Tips for Reading Nonfiction

Need help reading the websites, speeches, and articles featured on this site?
Use these core strategies to tackle even the most complex informational texts.

Evaluate Information in Media

Evaluating information in media is similar to evaluating it in a written text. Whether you are reading a blog post, watching a video, listening to a podcast, or browsing a photo essay, start by identifying the central ideas and examining how the writer supports those ideas. Then analyze the presentation of information, which can feel quite different from medium to medium.

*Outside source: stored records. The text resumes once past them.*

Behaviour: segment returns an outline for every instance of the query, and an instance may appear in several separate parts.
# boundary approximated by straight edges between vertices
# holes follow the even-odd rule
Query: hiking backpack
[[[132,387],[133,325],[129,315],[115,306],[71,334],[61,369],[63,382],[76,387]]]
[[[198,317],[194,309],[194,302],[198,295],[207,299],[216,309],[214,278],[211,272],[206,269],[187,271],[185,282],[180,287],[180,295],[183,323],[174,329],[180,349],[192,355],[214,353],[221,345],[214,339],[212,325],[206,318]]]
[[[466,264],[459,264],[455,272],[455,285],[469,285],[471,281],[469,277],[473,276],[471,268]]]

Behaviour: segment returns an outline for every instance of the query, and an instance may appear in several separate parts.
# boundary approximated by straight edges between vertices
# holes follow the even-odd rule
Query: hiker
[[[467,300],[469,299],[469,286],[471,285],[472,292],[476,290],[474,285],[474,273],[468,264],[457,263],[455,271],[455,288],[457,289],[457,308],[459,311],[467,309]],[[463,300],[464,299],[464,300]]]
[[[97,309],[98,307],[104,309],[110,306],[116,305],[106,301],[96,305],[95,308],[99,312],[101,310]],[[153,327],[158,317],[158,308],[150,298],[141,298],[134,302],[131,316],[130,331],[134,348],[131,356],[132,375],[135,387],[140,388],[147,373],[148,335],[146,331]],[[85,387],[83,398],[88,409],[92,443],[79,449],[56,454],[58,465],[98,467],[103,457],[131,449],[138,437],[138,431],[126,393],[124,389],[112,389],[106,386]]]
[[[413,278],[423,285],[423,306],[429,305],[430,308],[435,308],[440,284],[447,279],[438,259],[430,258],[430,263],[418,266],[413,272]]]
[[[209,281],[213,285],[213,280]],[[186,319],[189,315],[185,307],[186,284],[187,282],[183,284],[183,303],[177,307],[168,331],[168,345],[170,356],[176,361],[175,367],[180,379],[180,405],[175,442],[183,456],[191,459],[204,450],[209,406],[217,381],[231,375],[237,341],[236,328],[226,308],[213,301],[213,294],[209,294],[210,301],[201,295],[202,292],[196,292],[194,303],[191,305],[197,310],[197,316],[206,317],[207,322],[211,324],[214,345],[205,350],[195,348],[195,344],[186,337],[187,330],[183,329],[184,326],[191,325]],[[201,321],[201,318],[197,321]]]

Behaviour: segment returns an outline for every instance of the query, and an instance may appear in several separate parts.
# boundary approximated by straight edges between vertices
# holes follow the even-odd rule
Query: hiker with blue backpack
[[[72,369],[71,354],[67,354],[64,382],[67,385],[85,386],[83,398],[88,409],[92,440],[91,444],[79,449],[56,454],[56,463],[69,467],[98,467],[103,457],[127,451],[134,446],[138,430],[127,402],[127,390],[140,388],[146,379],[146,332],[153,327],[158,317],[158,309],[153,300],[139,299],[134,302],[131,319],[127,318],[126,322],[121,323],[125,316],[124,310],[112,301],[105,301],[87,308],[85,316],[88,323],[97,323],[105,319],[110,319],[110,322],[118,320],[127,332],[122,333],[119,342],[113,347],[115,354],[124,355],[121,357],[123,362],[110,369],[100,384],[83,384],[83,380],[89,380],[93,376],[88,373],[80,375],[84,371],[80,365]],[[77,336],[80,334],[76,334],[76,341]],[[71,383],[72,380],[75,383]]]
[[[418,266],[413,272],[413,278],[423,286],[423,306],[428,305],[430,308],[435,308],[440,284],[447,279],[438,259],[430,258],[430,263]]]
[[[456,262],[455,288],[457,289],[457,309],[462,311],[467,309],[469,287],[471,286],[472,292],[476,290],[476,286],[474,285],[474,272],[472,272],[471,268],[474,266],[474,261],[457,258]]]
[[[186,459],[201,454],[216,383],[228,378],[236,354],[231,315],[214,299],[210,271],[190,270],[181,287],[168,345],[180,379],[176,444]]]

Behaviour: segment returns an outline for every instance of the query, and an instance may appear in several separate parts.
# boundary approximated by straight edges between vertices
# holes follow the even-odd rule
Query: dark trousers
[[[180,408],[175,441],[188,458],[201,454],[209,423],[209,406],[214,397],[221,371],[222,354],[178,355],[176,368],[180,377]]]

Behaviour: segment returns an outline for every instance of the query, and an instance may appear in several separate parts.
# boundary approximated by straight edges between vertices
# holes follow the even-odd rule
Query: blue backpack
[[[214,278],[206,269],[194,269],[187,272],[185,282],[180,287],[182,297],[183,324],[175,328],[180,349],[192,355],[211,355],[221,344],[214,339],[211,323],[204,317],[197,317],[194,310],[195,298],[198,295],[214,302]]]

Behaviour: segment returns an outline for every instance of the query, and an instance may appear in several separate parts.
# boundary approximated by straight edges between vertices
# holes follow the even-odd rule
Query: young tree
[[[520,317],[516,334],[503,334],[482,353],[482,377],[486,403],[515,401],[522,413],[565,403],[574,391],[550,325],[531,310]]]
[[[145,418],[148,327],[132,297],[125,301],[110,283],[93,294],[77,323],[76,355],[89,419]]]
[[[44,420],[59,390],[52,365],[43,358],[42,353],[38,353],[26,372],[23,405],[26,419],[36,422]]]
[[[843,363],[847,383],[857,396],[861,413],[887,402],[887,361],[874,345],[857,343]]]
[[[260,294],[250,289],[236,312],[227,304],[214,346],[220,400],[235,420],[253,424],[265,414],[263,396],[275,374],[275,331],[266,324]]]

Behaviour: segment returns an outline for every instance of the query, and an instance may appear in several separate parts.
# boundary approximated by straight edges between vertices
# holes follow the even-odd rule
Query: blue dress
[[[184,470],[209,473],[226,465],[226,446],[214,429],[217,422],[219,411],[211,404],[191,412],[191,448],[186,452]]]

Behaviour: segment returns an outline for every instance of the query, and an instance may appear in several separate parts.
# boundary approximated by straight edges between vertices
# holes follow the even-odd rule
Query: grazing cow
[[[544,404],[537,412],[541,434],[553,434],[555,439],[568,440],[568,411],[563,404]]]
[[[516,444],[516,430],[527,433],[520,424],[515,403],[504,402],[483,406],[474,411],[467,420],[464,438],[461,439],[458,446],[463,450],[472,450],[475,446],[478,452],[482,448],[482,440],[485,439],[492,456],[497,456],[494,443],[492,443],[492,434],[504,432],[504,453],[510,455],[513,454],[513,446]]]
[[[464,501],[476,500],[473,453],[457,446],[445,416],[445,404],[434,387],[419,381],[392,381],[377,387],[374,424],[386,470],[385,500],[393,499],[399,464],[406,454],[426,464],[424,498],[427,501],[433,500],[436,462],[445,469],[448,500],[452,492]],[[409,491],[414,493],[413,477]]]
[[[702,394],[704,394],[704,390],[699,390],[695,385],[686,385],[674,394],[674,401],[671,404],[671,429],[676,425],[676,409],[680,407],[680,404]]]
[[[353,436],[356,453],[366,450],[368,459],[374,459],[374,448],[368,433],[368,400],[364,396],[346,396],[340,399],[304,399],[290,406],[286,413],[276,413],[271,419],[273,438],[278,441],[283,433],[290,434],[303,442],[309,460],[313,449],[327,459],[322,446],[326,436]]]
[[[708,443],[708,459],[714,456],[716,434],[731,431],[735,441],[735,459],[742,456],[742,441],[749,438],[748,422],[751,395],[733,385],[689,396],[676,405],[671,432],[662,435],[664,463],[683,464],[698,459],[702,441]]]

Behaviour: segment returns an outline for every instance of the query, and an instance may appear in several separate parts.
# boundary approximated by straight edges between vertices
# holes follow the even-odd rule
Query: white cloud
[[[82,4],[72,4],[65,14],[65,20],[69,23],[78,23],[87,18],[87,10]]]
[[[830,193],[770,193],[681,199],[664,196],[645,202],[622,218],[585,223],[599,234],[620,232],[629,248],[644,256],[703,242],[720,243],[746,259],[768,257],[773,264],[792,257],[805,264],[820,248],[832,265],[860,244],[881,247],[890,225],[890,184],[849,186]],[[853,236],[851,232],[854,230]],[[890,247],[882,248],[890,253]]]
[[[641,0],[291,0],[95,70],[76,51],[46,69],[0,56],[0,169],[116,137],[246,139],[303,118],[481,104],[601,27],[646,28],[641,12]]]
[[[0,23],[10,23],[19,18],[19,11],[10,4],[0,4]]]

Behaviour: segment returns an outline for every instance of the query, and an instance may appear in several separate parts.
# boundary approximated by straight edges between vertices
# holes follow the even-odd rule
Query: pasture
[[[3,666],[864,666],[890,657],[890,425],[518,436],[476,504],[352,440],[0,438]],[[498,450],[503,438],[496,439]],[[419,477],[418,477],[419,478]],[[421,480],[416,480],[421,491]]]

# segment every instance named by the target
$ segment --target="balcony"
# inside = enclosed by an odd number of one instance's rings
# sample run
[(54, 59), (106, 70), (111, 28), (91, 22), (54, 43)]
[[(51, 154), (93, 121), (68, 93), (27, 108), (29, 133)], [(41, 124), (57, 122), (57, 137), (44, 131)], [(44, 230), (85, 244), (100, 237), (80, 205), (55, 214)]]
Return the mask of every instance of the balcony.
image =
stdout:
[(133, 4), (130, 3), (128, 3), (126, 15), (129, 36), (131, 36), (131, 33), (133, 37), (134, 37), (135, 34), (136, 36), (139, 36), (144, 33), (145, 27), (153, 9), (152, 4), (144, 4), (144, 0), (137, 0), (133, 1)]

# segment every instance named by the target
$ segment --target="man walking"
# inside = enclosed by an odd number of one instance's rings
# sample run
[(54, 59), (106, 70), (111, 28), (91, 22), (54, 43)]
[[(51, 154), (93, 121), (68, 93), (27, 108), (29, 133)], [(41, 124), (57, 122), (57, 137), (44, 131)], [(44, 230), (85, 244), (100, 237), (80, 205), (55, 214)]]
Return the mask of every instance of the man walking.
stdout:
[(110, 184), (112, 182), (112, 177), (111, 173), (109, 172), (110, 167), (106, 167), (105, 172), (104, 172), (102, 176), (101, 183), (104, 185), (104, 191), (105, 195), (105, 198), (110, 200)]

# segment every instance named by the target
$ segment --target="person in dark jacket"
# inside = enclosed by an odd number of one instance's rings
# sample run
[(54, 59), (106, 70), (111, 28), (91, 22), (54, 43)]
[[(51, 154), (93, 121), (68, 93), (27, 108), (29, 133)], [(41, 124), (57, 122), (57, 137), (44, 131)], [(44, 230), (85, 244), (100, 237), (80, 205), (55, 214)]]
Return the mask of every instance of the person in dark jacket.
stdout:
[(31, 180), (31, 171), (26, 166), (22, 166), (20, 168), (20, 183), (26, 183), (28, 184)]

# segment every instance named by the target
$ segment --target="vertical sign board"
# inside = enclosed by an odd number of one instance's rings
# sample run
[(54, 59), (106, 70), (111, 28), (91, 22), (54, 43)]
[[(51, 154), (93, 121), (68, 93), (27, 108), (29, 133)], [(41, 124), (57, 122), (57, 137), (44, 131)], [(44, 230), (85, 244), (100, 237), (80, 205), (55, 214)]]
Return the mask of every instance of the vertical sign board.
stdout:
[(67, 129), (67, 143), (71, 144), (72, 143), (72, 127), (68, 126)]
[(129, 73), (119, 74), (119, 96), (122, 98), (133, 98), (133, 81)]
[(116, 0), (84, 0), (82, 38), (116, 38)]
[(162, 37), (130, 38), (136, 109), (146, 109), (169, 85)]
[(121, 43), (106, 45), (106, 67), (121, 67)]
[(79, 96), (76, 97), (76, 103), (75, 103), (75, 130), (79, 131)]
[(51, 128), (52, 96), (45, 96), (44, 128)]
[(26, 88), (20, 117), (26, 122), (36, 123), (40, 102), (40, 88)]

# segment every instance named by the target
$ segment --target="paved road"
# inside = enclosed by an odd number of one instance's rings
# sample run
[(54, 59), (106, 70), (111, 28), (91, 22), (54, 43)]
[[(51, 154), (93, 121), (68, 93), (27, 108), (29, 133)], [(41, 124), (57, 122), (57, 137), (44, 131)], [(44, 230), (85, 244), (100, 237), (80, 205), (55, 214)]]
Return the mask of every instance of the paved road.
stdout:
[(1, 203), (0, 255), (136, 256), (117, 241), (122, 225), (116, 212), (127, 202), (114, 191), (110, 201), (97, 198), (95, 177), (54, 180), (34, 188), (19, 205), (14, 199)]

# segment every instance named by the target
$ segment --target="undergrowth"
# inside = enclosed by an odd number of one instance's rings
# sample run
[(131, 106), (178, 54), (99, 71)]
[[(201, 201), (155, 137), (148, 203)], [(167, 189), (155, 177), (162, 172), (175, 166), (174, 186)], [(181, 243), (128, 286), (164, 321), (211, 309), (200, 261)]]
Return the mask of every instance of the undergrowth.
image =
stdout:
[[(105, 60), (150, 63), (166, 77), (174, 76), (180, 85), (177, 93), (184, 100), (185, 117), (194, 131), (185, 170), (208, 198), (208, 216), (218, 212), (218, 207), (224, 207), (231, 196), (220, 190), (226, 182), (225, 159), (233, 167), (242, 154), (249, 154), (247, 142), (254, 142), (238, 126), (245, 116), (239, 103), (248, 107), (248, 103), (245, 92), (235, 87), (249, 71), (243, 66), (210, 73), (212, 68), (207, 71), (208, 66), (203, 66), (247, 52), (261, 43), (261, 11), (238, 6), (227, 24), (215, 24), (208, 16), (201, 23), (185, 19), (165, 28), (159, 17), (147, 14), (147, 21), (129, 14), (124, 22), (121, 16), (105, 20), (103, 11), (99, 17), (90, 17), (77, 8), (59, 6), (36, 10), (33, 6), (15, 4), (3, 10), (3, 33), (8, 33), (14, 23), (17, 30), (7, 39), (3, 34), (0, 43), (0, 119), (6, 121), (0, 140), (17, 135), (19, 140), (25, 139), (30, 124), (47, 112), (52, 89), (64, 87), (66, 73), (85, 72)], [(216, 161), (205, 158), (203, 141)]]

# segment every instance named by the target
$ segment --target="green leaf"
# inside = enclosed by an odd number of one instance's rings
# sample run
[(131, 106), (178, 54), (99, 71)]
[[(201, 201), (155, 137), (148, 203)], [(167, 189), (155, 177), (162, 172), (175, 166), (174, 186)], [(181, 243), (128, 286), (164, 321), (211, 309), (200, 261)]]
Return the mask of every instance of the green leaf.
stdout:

Keep these strategies in mind:

  • Investigate everything that’s offered. From images and infographics to animations, videos, and traditional text, media presentations deliver information through a variety of elements, all deserving of analysis. For example, if you are browsing a photo essay, look carefully at the images and then remember to read the captions. Check to see if any links are provided to additional content. Use the medium to your advantage, and explore what is offered.
  • Compare media and text. If you’ve read other informational texts about the topic, consider the similarities and differences between the information included in each source. For instance, suppose you read a speech by Dr. Martin Luther King Jr., and then listened to a recording of his delivery of the speech. How might hearing King’s delivery impact your understanding of his words?
  • Consider the medium. The creator of the content could have delivered the information in many ways but chose to deliver it this way. Why still photographs instead of video, or an audio clip instead of text? Why this medium over any other? Is the creator’s choice of media effective?
  • View with a critical eye. Today’s news reports, political ads, and PSAs have such polish and visual style that it’s easy to accept the information they deliver at face value. Note specific facts and details, and then verify their accuracy and credibility with another source.